Totally agree, but I might as well complete the pool.
I'd sooner run through and crop them first so they look decent...
I would prefer it if we kept the pool 'as is' but you are more then welcome to make your cropped images the Parent item.
I don't think that makes sense. Pools should be viewable without having to jump to parent images for half of the posts to find the one that isn't ugly.
We've had this argument before. These images are 'as is' from an old Torrent, and I don't see any problems posting them as a pool. Perhaps you should pool together your cropped versions separately?
Then we'd have a duplicate pool with ugly versions of images sitting around. I'm still not seeing any reason for wanting to leave unfixed posts around in a pool. Cropped versions would be unequivocally "better".
You are sometimes just too eager to crop pictures. I haven't forgotten what you did to some of the FormCode scans. Sometimes it is better to leave scans 'as is' rather then force your aesthetic views on others.

Seeing as I'm in no rush to nuke the index, and I feel that you are actually right about some of these, feel free to crop them. Do you want me to sit on the hold/post until you are done?
But what I want to know is why. You sort of talk as if it's self-evident why images shouldn't have empty spaces cropped out of them, but it's not to me.

(And I have to take exception to this mystery Form Code gripe. If you have complaints from more than half a year ago that you want to pull out of storage, please be specific and don't just rumble that I've "done something" that you "havn't forgotton". That's just accusatory, and leaves me with no idea what you're talking about.)

I don't mind cropping these, but it'll take a while and the image search isn't going to match many of them up; I don't really want to have to match up a hundred images by hand... It'd probably be easy enough if the pool ordering was correct, I'm not sure how off it is (it looks like at least blocks of images line up).
http://moe.imouto.org/post/show/43680 I don't want to waste any more time on accusations/counter-accusations. Just live with the fact that some people will never agree with all your choices.

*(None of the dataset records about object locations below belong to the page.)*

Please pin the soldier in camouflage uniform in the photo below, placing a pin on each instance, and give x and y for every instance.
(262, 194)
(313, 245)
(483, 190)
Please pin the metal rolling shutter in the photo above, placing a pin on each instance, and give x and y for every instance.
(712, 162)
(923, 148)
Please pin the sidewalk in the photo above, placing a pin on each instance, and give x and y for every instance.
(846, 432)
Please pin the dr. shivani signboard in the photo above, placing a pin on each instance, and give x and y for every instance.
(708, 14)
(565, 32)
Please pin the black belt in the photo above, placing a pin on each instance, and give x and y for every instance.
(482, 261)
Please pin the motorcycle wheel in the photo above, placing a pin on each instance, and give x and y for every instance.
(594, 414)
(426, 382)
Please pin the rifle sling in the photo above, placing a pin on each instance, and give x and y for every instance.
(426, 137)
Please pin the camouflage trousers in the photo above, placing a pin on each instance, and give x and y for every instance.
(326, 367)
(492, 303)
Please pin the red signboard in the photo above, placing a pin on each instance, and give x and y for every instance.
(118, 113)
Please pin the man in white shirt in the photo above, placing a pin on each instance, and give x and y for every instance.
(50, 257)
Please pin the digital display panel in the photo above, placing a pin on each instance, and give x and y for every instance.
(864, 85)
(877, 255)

The pool ordering is correct, but I do seem to be missing some pages. If you've got the same Torrent as me you'll see the pages are numbered.

If you don't want to see these as a pool, I could delete the current pooling and use a UID tag until you are happy to pool them?
I'll just chime in as well. I personally would prefer that pools contained images in the way the medium displayed them. The cropped/fixed versions can be in the main index, but I would prefer the pool contained the "original" formatting the artist intended.
I'm not making accusations. I'm just asking for you to explain your opinion.

The numbers in the pool order page should line up with the number of the image (preferably page numbers; in this case, since it's not a scan, the numbers in the filenames), since it uses those numbers for ZIP filenames. Unfortunately, these have some weird numberings ("93a, 93b") and the pools can't handle that cleanly right now. Maybe I'll just change the pool ordering to strings so it'll accept those...

> the artist intended

The artist intended for it to be viewed on paper. This is a different medium.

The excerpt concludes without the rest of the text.